The paper you use for your wedding invitations speaks volumes and sets the tone for your entire event. Here, a list of common printing and paper terms to know when selecting wedding invitations.
Calligraphy -- A method used for addressing invites with a fancy, handwritten script.
Corrugated -- Paper designed with thick, rigged grooves.
Cotton -- Fibers used for creating invitations. Pricier because of it’s natural quality, cotton paper is generally used for formal events.
Die-cut -- Process used to cut shapes into paper.
Embossed Finish -- embossing or “pressing” images onto the surface of a card stock.
Engraving -- process where letters appear raised or etched into the paper.
Glossy -- Paper with a shiny, reflective finish.
Jacquard -- Paper with a layered effect.
Letterpress -- Similar to engraving, letterpress refers to when images or typeface appear “pressed” into the paper.
Linen -- Paper designed with a cross-weave texture. A popular example is resume paper.
Matte -- Paper with a flat, dull finish.
Moire -- Gets its namesake from the popular fabric.

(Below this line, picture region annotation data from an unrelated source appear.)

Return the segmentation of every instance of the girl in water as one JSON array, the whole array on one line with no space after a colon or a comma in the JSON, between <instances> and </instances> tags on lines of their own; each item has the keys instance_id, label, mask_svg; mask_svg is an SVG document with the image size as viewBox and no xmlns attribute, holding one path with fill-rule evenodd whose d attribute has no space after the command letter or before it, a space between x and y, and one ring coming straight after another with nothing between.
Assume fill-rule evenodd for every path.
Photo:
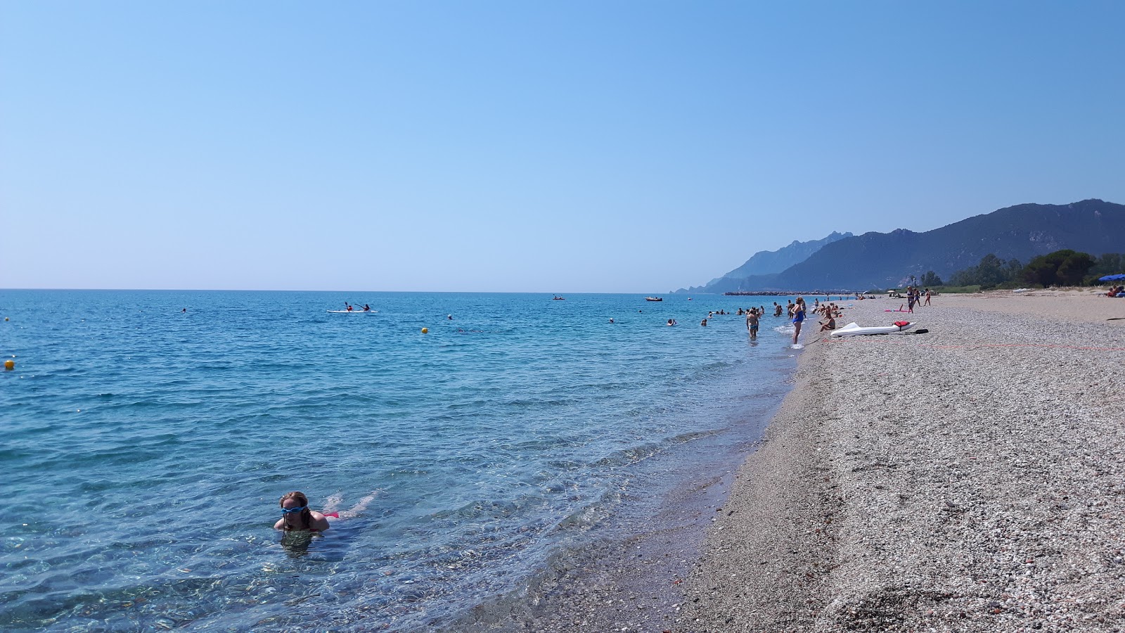
<instances>
[{"instance_id":1,"label":"girl in water","mask_svg":"<svg viewBox=\"0 0 1125 633\"><path fill-rule=\"evenodd\" d=\"M316 510L308 509L308 497L305 497L304 492L286 492L281 496L279 501L281 505L281 518L273 524L273 529L281 529L285 532L300 529L308 532L324 532L330 527L330 517L334 519L344 519L358 516L367 509L368 503L370 503L371 500L378 496L378 493L379 491L376 490L375 492L360 499L359 503L356 503L352 509L344 510L342 512L330 509L339 506L342 500L339 494L333 494L332 497L328 497L328 507L325 507L324 512L317 512Z\"/></svg>"},{"instance_id":2,"label":"girl in water","mask_svg":"<svg viewBox=\"0 0 1125 633\"><path fill-rule=\"evenodd\" d=\"M801 336L802 323L804 323L804 300L796 297L796 304L793 306L793 345L796 345L796 338Z\"/></svg>"},{"instance_id":3,"label":"girl in water","mask_svg":"<svg viewBox=\"0 0 1125 633\"><path fill-rule=\"evenodd\" d=\"M279 503L281 505L281 518L273 524L273 529L292 532L306 529L308 532L324 532L328 528L327 516L339 517L338 512L330 512L327 516L308 509L308 497L304 492L286 492Z\"/></svg>"}]
</instances>

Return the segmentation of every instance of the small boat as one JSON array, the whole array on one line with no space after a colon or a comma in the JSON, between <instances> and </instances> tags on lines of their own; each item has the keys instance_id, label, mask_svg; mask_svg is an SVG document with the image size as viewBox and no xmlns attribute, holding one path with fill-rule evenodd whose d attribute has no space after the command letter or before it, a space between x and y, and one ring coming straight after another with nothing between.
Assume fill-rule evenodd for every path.
<instances>
[{"instance_id":1,"label":"small boat","mask_svg":"<svg viewBox=\"0 0 1125 633\"><path fill-rule=\"evenodd\" d=\"M872 326L872 327L867 327L867 328L864 328L863 326L860 326L858 323L853 322L853 323L848 323L847 326L844 326L843 328L839 328L837 330L832 330L832 336L834 337L857 337L857 336L864 336L864 335L893 335L896 332L904 332L904 331L907 331L907 330L909 330L910 328L914 328L914 327L915 327L915 324L911 323L910 321L896 321L893 324L890 324L890 326ZM921 331L921 330L918 330L918 331Z\"/></svg>"}]
</instances>

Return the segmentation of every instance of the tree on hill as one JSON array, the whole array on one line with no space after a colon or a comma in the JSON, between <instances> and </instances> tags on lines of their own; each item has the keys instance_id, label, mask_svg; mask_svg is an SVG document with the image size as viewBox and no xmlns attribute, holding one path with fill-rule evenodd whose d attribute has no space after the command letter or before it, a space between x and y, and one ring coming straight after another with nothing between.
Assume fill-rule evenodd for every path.
<instances>
[{"instance_id":1,"label":"tree on hill","mask_svg":"<svg viewBox=\"0 0 1125 633\"><path fill-rule=\"evenodd\" d=\"M1024 267L1020 277L1028 284L1038 284L1043 287L1077 286L1092 267L1094 257L1090 253L1063 249L1030 260Z\"/></svg>"},{"instance_id":2,"label":"tree on hill","mask_svg":"<svg viewBox=\"0 0 1125 633\"><path fill-rule=\"evenodd\" d=\"M1094 262L1094 267L1090 268L1087 276L1092 277L1090 282L1097 283L1098 277L1116 275L1118 273L1125 273L1125 253L1107 252L1102 253L1102 256Z\"/></svg>"},{"instance_id":3,"label":"tree on hill","mask_svg":"<svg viewBox=\"0 0 1125 633\"><path fill-rule=\"evenodd\" d=\"M927 270L925 275L921 276L921 282L918 282L927 288L930 286L943 286L942 278L937 276L937 273L933 270Z\"/></svg>"},{"instance_id":4,"label":"tree on hill","mask_svg":"<svg viewBox=\"0 0 1125 633\"><path fill-rule=\"evenodd\" d=\"M982 257L976 266L954 273L950 277L950 284L991 288L1015 280L1023 268L1024 265L1018 259L1005 261L990 252Z\"/></svg>"}]
</instances>

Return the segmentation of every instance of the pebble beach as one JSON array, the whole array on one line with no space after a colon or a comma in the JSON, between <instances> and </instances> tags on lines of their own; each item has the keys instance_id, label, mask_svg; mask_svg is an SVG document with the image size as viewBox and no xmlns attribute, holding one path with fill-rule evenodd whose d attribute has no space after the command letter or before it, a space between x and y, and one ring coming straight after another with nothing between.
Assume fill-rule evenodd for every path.
<instances>
[{"instance_id":1,"label":"pebble beach","mask_svg":"<svg viewBox=\"0 0 1125 633\"><path fill-rule=\"evenodd\" d=\"M1125 300L850 303L655 630L1125 631Z\"/></svg>"}]
</instances>

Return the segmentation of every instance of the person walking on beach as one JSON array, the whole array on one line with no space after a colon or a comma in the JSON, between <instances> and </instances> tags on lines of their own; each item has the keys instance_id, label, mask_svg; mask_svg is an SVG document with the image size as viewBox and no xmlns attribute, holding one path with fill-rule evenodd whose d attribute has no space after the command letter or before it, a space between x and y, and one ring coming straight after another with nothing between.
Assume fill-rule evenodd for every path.
<instances>
[{"instance_id":1,"label":"person walking on beach","mask_svg":"<svg viewBox=\"0 0 1125 633\"><path fill-rule=\"evenodd\" d=\"M802 323L804 323L804 300L796 297L796 303L793 305L793 345L796 345L796 339L801 336Z\"/></svg>"},{"instance_id":2,"label":"person walking on beach","mask_svg":"<svg viewBox=\"0 0 1125 633\"><path fill-rule=\"evenodd\" d=\"M746 329L750 332L750 340L758 338L758 311L750 309L746 311Z\"/></svg>"}]
</instances>

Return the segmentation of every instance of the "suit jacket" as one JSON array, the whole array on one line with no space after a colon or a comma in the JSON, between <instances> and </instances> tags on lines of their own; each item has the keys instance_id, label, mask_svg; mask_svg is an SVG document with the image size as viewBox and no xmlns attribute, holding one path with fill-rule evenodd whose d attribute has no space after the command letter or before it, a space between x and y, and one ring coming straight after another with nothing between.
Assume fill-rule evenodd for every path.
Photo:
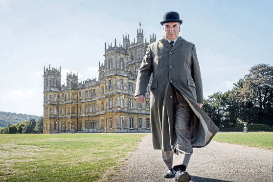
<instances>
[{"instance_id":1,"label":"suit jacket","mask_svg":"<svg viewBox=\"0 0 273 182\"><path fill-rule=\"evenodd\" d=\"M181 37L173 47L164 37L149 45L138 71L135 95L145 95L152 73L151 126L154 148L175 150L173 87L181 92L194 113L190 127L193 147L207 144L219 129L198 104L203 102L203 95L195 45Z\"/></svg>"}]
</instances>

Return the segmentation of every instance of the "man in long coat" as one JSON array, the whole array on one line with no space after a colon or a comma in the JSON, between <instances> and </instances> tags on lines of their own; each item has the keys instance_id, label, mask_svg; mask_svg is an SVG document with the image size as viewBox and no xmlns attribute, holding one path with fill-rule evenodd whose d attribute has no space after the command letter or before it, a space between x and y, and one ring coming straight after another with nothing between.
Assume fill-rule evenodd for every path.
<instances>
[{"instance_id":1,"label":"man in long coat","mask_svg":"<svg viewBox=\"0 0 273 182\"><path fill-rule=\"evenodd\" d=\"M179 15L168 12L160 22L165 36L148 46L138 71L135 99L145 102L153 73L151 126L155 149L162 150L165 178L189 182L185 172L192 147L207 145L219 131L201 107L202 81L195 45L179 36Z\"/></svg>"}]
</instances>

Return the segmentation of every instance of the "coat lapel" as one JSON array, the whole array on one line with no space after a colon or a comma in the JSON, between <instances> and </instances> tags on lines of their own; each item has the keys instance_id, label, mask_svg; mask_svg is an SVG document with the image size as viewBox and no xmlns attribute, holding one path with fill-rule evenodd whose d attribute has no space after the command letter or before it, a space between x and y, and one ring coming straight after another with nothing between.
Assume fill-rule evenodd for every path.
<instances>
[{"instance_id":1,"label":"coat lapel","mask_svg":"<svg viewBox=\"0 0 273 182\"><path fill-rule=\"evenodd\" d=\"M170 49L171 49L172 50L173 50L179 47L180 46L182 45L184 43L184 41L185 41L185 40L180 36L178 37L177 41L176 41L173 47L172 47L172 46L171 46L170 43L169 43L169 42L168 42L168 40L165 37L163 37L160 41L163 44L163 46Z\"/></svg>"},{"instance_id":2,"label":"coat lapel","mask_svg":"<svg viewBox=\"0 0 273 182\"><path fill-rule=\"evenodd\" d=\"M160 40L160 42L163 44L163 46L168 48L169 49L172 49L172 46L169 43L168 40L166 39L165 37L163 37Z\"/></svg>"},{"instance_id":3,"label":"coat lapel","mask_svg":"<svg viewBox=\"0 0 273 182\"><path fill-rule=\"evenodd\" d=\"M182 37L180 36L178 37L178 39L177 39L177 41L176 41L175 45L174 45L174 46L172 48L172 50L176 49L177 48L179 47L180 46L182 45L184 43L184 41L185 41L185 39L183 39ZM168 42L168 41L167 41L167 42Z\"/></svg>"}]
</instances>

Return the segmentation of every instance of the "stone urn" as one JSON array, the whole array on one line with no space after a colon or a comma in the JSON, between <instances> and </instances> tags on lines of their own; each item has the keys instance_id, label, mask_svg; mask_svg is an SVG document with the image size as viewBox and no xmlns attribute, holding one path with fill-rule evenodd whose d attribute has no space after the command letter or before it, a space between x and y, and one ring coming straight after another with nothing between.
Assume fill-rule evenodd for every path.
<instances>
[{"instance_id":1,"label":"stone urn","mask_svg":"<svg viewBox=\"0 0 273 182\"><path fill-rule=\"evenodd\" d=\"M22 134L24 134L24 131L25 130L25 127L22 127Z\"/></svg>"},{"instance_id":2,"label":"stone urn","mask_svg":"<svg viewBox=\"0 0 273 182\"><path fill-rule=\"evenodd\" d=\"M70 126L71 127L71 134L74 134L75 133L75 130L74 129L74 125L73 124L71 124Z\"/></svg>"},{"instance_id":3,"label":"stone urn","mask_svg":"<svg viewBox=\"0 0 273 182\"><path fill-rule=\"evenodd\" d=\"M244 133L248 133L248 128L247 128L247 125L248 124L247 122L244 122Z\"/></svg>"}]
</instances>

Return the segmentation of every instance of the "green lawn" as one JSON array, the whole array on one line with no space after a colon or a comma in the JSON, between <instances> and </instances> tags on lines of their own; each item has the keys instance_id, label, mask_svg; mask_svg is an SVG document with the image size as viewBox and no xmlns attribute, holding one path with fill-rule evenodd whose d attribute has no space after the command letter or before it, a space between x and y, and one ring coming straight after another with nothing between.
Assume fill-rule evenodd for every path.
<instances>
[{"instance_id":1,"label":"green lawn","mask_svg":"<svg viewBox=\"0 0 273 182\"><path fill-rule=\"evenodd\" d=\"M214 140L273 149L273 132L218 133Z\"/></svg>"},{"instance_id":2,"label":"green lawn","mask_svg":"<svg viewBox=\"0 0 273 182\"><path fill-rule=\"evenodd\" d=\"M0 181L107 181L145 135L0 135Z\"/></svg>"}]
</instances>

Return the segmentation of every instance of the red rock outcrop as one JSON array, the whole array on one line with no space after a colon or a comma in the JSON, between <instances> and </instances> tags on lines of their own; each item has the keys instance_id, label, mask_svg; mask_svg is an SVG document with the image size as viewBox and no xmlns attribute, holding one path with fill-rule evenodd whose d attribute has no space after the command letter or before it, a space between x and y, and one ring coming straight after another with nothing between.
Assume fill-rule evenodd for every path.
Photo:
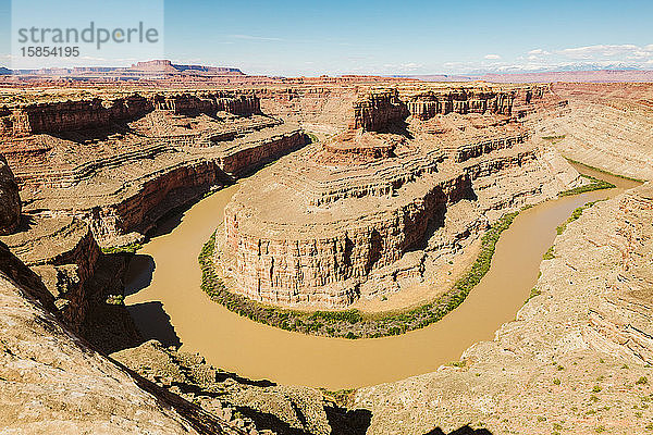
<instances>
[{"instance_id":1,"label":"red rock outcrop","mask_svg":"<svg viewBox=\"0 0 653 435\"><path fill-rule=\"evenodd\" d=\"M0 109L0 136L26 136L95 129L141 117L153 110L175 114L229 112L235 115L260 114L258 97L251 94L173 94L145 98L133 95L114 100L46 102Z\"/></svg>"},{"instance_id":2,"label":"red rock outcrop","mask_svg":"<svg viewBox=\"0 0 653 435\"><path fill-rule=\"evenodd\" d=\"M385 132L402 127L408 115L406 103L399 99L396 89L375 91L354 103L350 127L362 128L365 132Z\"/></svg>"},{"instance_id":3,"label":"red rock outcrop","mask_svg":"<svg viewBox=\"0 0 653 435\"><path fill-rule=\"evenodd\" d=\"M175 114L229 112L247 116L261 113L260 100L257 96L235 96L231 92L156 96L153 107L159 110L171 110Z\"/></svg>"},{"instance_id":4,"label":"red rock outcrop","mask_svg":"<svg viewBox=\"0 0 653 435\"><path fill-rule=\"evenodd\" d=\"M555 159L510 119L521 92L451 89L443 94L465 98L444 110L461 113L410 124L396 90L359 98L345 132L234 196L217 243L220 274L256 300L344 307L421 277L436 252L459 249L506 210L580 183L577 173L558 179ZM472 210L448 213L466 201Z\"/></svg>"},{"instance_id":5,"label":"red rock outcrop","mask_svg":"<svg viewBox=\"0 0 653 435\"><path fill-rule=\"evenodd\" d=\"M410 115L422 121L447 113L492 113L510 116L518 115L520 112L516 107L534 104L537 100L550 95L547 89L547 86L533 86L509 90L465 88L430 90L410 96L407 105Z\"/></svg>"},{"instance_id":6,"label":"red rock outcrop","mask_svg":"<svg viewBox=\"0 0 653 435\"><path fill-rule=\"evenodd\" d=\"M229 152L219 160L219 165L230 175L243 175L259 169L261 165L304 147L310 141L303 130L294 130L283 135L268 137L259 142Z\"/></svg>"},{"instance_id":7,"label":"red rock outcrop","mask_svg":"<svg viewBox=\"0 0 653 435\"><path fill-rule=\"evenodd\" d=\"M0 154L0 235L12 233L21 223L21 197L14 175Z\"/></svg>"}]
</instances>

Offset-printing -- Common (and basic) printing method. Offset-printing is generally with copy paper.
Parchment -- Paper created from animal linings. Gives an old-fashioned look and feel.
Rice Paper -- A lightweight paper stock with limited printing capabilities (it’s only used with letterpress).
Stock -- Term used to describe all paper types.
Thermography -- A widely-used method which is also a less-expensive alternative to engraving.
Typeface -- How letters and numbers are rendered on paper (fonts).
Variegated -- Term which describes the appearance varying colors in stock.
Vellum -- A smoother cotton-blend, less expensive than papers made of cotton fibers. Translucent vellum is a transparent paper used for overlays.
Watermark -- Subtle appearance of a company’s emblem blended within the paper.